Hubungan perawat-klien menjadi inti dalam pemberian asuhan keperawatan, karena keberhasilan penyembuhan dan peningkatan kesehatan pasien sangat dipengaruhi oleh hubungan perawat-pasien. Terdapat beberapa konsep dasar tentang hubungan perawat-pasien yang sangat relevan dalam praktik keperawatan professional, yaitu konsep tentang hubungan empati, dan caring. (Kozier et al, 1997)
a) Konsep empati
Kemampuan seorang perawat untuk berempati kepada pasien mempunyai pengaruh besar terhadap hubungan perawat-pasien. Empati berarti kemampuan untuk masuk ke dalam kehidupan orang lain, sehingga dapat memersepsikan secara akurat perasaan orang tersebut dan memahami arti perasaan tersebut bagi yang bersangkutan. Empati menambah suatu dimensi lain bagi adanya saling pengertian di antara perawat-pasien. Sikap empati dapat membantu pasien mengerti dan mengeksplorasi perasaannya sehingga dapat mengatasi masalahnya (Potter & Perry, 1997)
b) Konsep caring
Caring berarti mengandung 3 hal yang tak dapat dipisahkan yaitu perhatian, tanggung jawab, dan dilakukan dengan ikhlas (Kozier & Erb, 1998). Ide tentang caring menyatu dalam hubungan membantu. Perasaan bahwa pasien diperhatikan sebagai individu membuat pasien merasa aman walaupun dalam keadaan sakit. Sikap perawat yang memrhatikan, mau membantu, dan menghargai pasien akan membantu mengurangi kecemasan pasien. Sikap caring juga akan meningkatkan kepercayaan pasien pada perawat.
BAB III
KESIMPULAN & SARAN
A. KESIMPULAN
Perawatan kepada pasien yang menghadapi sakaratul maut (dying) oleh petugas kesehatan dilakukan dengan cara memberi pelayanan khusus jasmaniah dan rohaniah sebelum pasien meninggal. Perawat memiliki peran untuk memenuhi kebutuhan biologis, sosiologis, psikologis, dan spiritual pasien sakaratul maut dengan memperhatikan moral, etika serta menumbuhkan sikap empati dan caring kepada pasien. Penanganan pasien perlu dukungan semua pihak yang terkait, terutama keluarga pasien dan perlu tindakan yang tepat dari perawat.
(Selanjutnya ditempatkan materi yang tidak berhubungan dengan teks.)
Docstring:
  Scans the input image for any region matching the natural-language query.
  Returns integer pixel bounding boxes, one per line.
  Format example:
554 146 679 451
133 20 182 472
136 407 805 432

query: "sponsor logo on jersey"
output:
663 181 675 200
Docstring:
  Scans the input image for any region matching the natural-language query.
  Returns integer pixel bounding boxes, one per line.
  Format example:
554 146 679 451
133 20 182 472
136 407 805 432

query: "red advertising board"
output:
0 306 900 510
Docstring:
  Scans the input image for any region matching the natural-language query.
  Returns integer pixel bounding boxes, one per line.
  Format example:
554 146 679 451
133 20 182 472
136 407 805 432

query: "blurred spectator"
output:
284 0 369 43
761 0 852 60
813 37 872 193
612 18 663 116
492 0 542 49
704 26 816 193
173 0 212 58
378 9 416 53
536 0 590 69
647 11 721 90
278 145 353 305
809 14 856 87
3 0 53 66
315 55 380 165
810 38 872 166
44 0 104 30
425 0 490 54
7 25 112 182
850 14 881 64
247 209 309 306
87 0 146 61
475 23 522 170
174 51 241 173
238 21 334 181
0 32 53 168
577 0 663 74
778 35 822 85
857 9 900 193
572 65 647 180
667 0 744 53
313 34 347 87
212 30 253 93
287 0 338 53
Metode homecare menjadi metode yang biasanya dipilih oleh pasien / keluarga pasien untuk merawat pasien sakaratul maut. Perawatan secara teratur seorang pasien di rumah oleh tim medis (home care) bisa mengantarkan pasien yang sekarat mencapai khusnul khatimah atau kematian terbaik di tengah kehangatan keluarganya.